DE3925280A1 - LIQUID-FLOWED COOLING ELEMENT FOR SHAFT OVENS - Google Patents

Description

The invention relates to a fluid flow Cooling element for shaft furnace walls, in particular Blast furnace walls consisting of a plate body Cast iron or other metal with in his Inside arranged, parallel to the hot side running and emerging on the cold side, Coolant pipes, equipped on the Hot side with predominantly horizontal ones Masonry brackets.

Such cooling elements are usually between the steel furnace jacket and the furnace lining arranged and to the cooling system of the shaft furnace connected. On the inside facing the oven Side are the cooling elements with fireproof material Mistake.

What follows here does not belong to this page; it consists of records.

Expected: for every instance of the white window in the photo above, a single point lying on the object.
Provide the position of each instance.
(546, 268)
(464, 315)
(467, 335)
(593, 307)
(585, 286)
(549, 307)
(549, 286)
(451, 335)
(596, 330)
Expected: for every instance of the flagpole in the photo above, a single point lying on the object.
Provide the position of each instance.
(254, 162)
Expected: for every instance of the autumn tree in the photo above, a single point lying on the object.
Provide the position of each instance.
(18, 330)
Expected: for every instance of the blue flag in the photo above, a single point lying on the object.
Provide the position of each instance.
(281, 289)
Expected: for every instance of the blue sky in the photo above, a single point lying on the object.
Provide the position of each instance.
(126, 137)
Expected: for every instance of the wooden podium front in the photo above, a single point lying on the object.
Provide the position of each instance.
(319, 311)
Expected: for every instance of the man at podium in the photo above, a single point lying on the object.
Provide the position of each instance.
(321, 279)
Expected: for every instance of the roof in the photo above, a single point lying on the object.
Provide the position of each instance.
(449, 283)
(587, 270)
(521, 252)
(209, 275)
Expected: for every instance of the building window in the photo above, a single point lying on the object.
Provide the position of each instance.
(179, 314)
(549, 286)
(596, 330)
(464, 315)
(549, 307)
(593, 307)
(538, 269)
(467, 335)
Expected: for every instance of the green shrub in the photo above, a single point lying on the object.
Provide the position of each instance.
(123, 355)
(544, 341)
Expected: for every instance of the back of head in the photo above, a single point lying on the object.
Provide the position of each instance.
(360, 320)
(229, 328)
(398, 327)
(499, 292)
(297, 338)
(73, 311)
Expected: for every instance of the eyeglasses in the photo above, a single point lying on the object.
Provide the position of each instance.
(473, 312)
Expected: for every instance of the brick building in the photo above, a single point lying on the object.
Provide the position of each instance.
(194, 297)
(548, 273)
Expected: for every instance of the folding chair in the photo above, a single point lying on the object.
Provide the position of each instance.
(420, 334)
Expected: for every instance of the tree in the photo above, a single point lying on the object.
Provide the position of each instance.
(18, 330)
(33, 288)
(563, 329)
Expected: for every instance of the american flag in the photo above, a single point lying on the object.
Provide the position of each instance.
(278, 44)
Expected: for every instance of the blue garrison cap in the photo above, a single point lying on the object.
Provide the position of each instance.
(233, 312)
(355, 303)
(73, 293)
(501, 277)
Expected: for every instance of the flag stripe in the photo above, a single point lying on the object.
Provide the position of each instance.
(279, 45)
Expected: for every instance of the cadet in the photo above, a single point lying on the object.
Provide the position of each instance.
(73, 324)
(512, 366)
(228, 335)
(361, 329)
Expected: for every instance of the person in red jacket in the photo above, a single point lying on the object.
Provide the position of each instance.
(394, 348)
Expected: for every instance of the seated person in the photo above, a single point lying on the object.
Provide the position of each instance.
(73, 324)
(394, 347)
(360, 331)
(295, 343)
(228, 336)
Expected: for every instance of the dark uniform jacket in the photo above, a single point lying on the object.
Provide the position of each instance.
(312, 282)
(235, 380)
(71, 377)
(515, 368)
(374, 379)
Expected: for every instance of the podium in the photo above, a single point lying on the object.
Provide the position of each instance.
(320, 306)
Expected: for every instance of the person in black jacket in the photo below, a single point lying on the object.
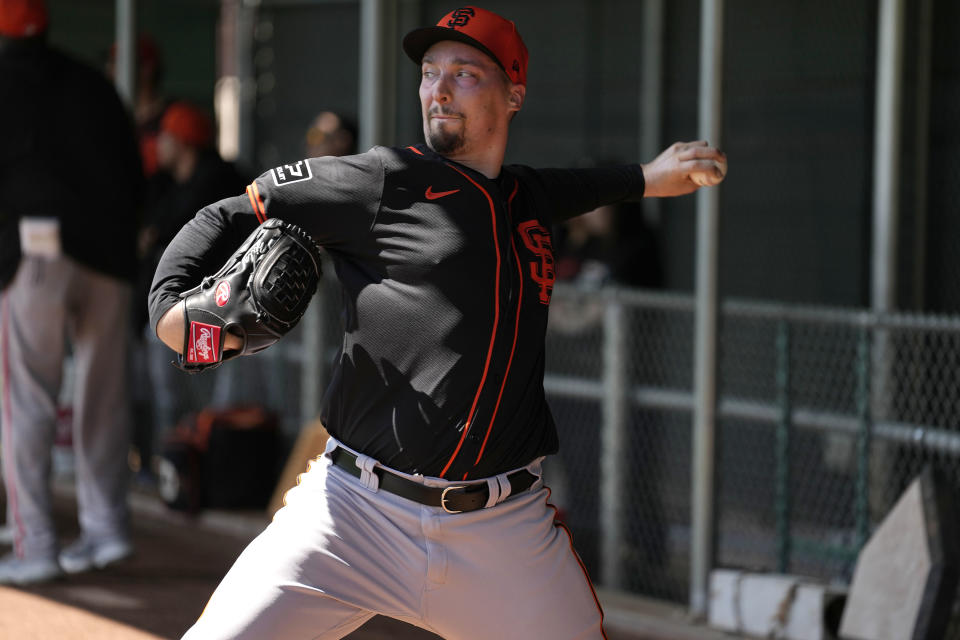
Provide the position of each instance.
(70, 191)
(197, 176)
(428, 504)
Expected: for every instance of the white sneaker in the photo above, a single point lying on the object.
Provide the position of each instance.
(86, 554)
(22, 571)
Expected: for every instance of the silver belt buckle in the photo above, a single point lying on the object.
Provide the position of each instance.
(443, 497)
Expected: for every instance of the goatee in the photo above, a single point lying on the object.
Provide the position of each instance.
(445, 142)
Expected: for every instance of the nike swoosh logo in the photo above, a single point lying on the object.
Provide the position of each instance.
(433, 195)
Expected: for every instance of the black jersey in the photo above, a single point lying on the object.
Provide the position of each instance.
(446, 277)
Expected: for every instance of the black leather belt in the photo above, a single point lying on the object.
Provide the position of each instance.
(453, 499)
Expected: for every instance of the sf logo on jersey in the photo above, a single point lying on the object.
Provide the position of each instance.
(537, 239)
(290, 173)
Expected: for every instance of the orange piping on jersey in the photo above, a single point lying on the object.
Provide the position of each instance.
(496, 317)
(557, 523)
(516, 332)
(253, 203)
(259, 209)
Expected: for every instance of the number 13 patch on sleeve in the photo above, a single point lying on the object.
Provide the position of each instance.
(290, 173)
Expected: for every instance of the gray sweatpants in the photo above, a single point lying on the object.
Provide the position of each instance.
(50, 301)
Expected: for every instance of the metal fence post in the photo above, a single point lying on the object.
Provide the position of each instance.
(862, 500)
(702, 550)
(784, 427)
(613, 441)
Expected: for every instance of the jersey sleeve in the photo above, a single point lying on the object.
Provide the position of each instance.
(335, 199)
(571, 192)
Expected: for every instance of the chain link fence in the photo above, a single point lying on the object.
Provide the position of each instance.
(824, 417)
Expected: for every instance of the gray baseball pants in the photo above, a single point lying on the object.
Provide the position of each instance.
(341, 551)
(51, 301)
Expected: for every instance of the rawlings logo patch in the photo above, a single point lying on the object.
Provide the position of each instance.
(290, 173)
(204, 343)
(222, 294)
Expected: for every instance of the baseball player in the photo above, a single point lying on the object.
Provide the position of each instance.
(428, 505)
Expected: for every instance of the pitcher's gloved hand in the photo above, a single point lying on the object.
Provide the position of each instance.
(259, 295)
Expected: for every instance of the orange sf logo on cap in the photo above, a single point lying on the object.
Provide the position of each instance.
(460, 17)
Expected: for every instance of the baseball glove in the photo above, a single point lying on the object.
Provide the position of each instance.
(259, 294)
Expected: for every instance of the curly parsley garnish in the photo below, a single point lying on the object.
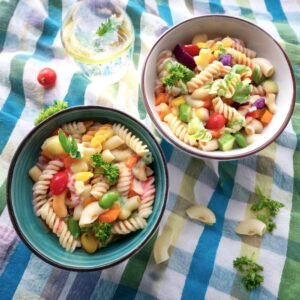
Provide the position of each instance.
(177, 73)
(269, 207)
(68, 144)
(57, 106)
(110, 25)
(109, 170)
(250, 270)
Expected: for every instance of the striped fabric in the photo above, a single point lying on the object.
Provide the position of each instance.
(200, 265)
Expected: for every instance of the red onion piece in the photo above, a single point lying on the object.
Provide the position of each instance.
(183, 57)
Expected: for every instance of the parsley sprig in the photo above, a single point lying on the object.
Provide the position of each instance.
(109, 170)
(177, 73)
(250, 270)
(110, 25)
(268, 207)
(57, 106)
(69, 144)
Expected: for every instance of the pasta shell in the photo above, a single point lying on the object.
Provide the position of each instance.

The duration of a furnace trip depends on a shaft furnace largely from the life of the refractory Lining off. In addition to extending the lifespan the choice of stable refractory qualities their good ones Cooling at.

The cooling method by means of liquid flow Cooling elements have proven particularly useful. In contrast to other methods, it creates an all-over uniform cooling of the shaft furnace wall and therefore also the furnace lining.

So far, an oven delivery or -New delivery carried out in such a way that the Cooling elements, i.e. the metal plate body,  first on the inside surface of the steel furnace shell assembled and later the refractory lining from below was bricked upwards. For heat transfer between refractory lining and plate bodies the resulting annular gap carefully with mortar groomed.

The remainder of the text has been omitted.